For a few years now, Chris Baio has been releasing solo tracks, and may be there is a sort of Will Butler-Albert Hammond complex, may be it is just what happens when you are in any band and you are not the frontman? At one point, you want to fly solo and share with the world your own project, you want to be your own frontman! Vampire Weekend’s bassist has been making dance tracks for a while, but I saw him doing his first solo show ever, at Bardot, in Hollywood on Monday night.
He played a few tracks from his upcoming release ‘The Names’, set to be released on September 18th through Glassnote Records. When I saw him installed in front of a large electronic gear full of knobs, I thought it would be an electronic show, but I was only partially right, it was rather a weird brand of electro pop, with probably a few shades of the dance tracks he has been making for years, and some real singing, clear and distinctive vocals that he was throwing at people’s faces in a very laid back manner. Baio was taking the mic in one hand, letting the recorded track play and it was as if he was becoming the lounge singer he had always wanted to be. As he was sharing more tracks, the sound was getting poppier and poppier before he was getting back behind his electronic gear, for more synth parts. He even tried himself at some interesting and funny mechanical dance moves as his music was full of clicking beats.
Some numbers sounded like breezy dance floors, with a multitude of eccentric noises he was carefully crafting on his knob pad, with beats, ticking noises and electronically transformed voices. The whole thing was layered and complex, fun and quite original, although there certainly wasn’t any earworm melodies like Vampire Weekend can come up with, actually Baio’s rather quirky electro pop had little to do with his other band’s music… until he played a few other tracks with bits sounding more like synth dance remixes of some obscure Vampire Weekend’s songs, as a few chunks of their decorated music were oddly surfacing.
I can’t say I was totally convinced, his performance had an odd feel at times, like a karaoke singing over some not-so-original Dubstep… still his dexterity at the knob machine, or whatever you call this thing, was impressive and I wanted to like his music more than I did, because he looked so at ease making all these sounds and rhythms, because his idiosyncratic personality was shinning.

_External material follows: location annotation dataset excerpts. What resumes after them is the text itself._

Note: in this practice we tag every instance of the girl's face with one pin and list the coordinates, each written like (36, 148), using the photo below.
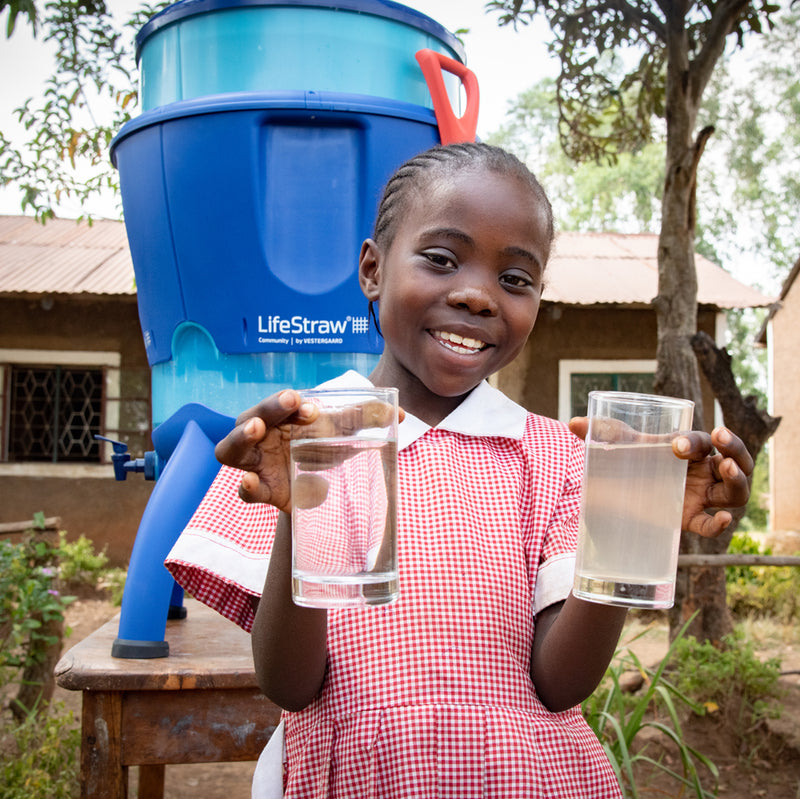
(458, 288)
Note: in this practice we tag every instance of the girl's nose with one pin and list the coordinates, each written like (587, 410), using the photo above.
(473, 298)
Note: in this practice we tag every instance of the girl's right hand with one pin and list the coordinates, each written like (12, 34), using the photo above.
(259, 446)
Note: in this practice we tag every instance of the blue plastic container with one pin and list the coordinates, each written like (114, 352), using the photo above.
(245, 215)
(197, 48)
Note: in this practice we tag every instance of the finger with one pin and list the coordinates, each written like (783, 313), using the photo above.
(732, 490)
(710, 525)
(351, 420)
(579, 425)
(239, 447)
(693, 445)
(731, 446)
(251, 489)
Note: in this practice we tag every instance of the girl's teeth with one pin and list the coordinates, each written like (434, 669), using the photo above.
(461, 344)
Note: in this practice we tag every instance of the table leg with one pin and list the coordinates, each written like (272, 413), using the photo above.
(102, 774)
(151, 782)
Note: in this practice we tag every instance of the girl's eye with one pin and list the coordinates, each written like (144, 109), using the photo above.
(440, 259)
(517, 280)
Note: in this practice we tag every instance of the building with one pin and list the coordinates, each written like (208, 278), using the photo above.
(73, 364)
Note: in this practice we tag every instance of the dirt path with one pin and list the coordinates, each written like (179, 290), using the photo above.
(776, 778)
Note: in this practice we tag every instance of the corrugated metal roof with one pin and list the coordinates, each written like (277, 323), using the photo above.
(622, 269)
(65, 257)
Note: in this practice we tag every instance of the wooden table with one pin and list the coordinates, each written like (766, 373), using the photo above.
(199, 705)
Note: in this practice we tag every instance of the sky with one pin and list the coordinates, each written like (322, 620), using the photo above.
(505, 61)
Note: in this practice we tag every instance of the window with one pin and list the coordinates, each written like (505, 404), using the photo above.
(54, 413)
(53, 403)
(578, 378)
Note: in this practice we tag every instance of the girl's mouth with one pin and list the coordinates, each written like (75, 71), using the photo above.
(458, 344)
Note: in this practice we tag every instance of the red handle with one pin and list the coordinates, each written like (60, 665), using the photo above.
(452, 129)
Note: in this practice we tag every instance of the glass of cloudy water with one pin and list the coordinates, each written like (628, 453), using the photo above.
(632, 501)
(344, 499)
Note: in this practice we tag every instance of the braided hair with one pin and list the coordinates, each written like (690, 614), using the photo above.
(443, 160)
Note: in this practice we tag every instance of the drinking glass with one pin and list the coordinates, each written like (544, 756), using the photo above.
(632, 500)
(344, 499)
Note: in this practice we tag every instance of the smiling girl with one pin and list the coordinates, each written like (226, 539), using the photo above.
(470, 684)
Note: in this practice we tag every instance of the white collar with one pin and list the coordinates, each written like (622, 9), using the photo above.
(485, 412)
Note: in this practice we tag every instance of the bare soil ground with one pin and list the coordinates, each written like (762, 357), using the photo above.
(772, 771)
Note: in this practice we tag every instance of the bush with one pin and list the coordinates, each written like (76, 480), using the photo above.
(619, 718)
(761, 590)
(730, 683)
(31, 606)
(79, 564)
(39, 756)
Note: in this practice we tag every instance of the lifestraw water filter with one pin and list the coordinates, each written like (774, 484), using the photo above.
(248, 183)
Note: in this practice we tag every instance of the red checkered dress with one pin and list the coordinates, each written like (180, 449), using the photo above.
(432, 696)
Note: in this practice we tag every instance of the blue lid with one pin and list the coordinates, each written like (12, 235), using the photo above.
(378, 8)
(281, 101)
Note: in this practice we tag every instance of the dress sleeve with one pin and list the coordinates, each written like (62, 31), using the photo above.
(221, 558)
(557, 562)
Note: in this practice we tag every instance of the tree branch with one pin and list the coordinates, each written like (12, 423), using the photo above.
(741, 414)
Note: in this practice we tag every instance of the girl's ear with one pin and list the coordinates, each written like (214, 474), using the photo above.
(369, 270)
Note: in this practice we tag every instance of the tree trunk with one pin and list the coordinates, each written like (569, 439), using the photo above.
(702, 588)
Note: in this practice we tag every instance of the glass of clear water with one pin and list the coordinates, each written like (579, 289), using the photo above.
(632, 500)
(344, 499)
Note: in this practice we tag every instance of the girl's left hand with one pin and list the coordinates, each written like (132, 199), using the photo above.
(714, 480)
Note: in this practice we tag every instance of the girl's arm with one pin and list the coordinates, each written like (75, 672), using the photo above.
(289, 641)
(575, 640)
(573, 644)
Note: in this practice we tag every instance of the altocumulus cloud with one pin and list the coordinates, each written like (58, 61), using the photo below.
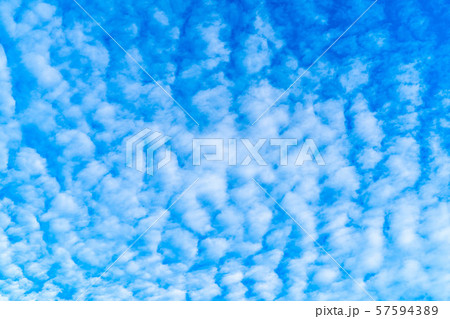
(376, 105)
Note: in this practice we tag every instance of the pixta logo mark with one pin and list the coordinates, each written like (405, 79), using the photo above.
(141, 151)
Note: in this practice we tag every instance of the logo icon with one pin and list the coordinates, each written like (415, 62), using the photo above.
(141, 150)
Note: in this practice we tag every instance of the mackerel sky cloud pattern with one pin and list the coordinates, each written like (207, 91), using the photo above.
(376, 105)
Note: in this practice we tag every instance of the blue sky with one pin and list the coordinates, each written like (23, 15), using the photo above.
(376, 105)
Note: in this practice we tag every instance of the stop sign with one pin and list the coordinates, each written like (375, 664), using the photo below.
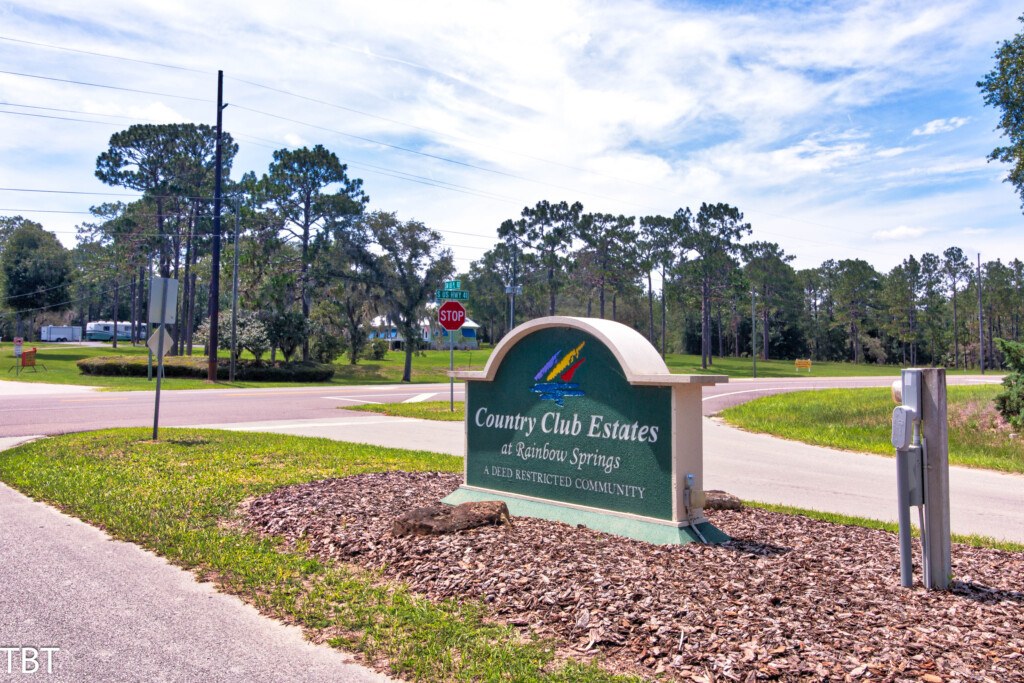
(452, 315)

Chris Baio has described his forthcoming album as ‘Bowie and Ferry-influenced pop songs and dumbsmart arena techno’, and has declared that ‘It is a record that has reverberated through my mind for much of the last five years.’ However, after this show and song titles such as ‘Brainwash yyrr Face’, ‘I Was Born in a Marathon’, ‘All the Idiots’, some mystery remains, unless I find some answers in Don DeLillo’s 1982 novel ‘The Names’ which gave its title to his new record.